Description
Increasingly, pharmaceutical and biotechnology companies are regarding the preclinical stage of drug development as the most crucial when considering where to focus their R&D investments. Ten years ago, the dream was to use automation to develop and screen millions of compounds. This approach has not entirely panned out. Now, the focus is on improving understanding of animal models of disease, and animal modeling of human toxicity, pharmacokinetics, and pharmacodynamics. Discovering that a drug candidate has unfavorable toxicity properties before clinical trials have started can save untold millions. Yet many drugs continue to fail only after these clinical trials have been carried out, requiring enormous costs of time and money.
While the clinical stage is too late to discover that a drug is doomed to fail, earlier stages of the drug discovery process (synthesis, screening and lead optimization) have not produced the rewards that past investments in automation and other technologies hoped to achieve.

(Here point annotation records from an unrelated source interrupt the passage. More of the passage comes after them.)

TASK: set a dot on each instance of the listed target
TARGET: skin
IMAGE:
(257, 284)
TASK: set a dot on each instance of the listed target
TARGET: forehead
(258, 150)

Thus, despite many complexities, the preclinical stage is the optimal place to introduce new technologies and new methods in efforts to make the overall process better.

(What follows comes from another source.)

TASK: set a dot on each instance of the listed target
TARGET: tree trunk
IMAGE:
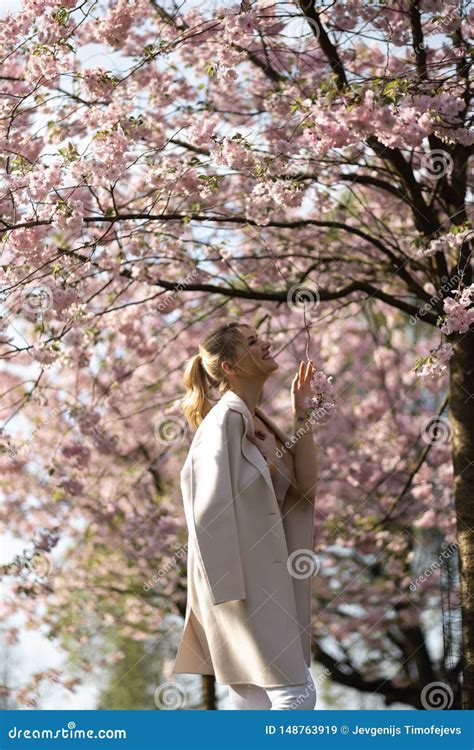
(462, 438)
(208, 682)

In Transforming Preclinical Research: New Approaches in Translational Science, SDi provides detailed information on the new trends, new methods, and new analytical technologies that are being applied to these challenges in drug discovery. In addition to background information on and analysis of the preclinical market, the report presents valuable market research on the analytical technologies most important to the preclinical stage of drug development. This includes information on market sizing and forecasts, market shares of vendors, geographic and end-user segmentations and forecasts, and an analysis of the competitive landscape.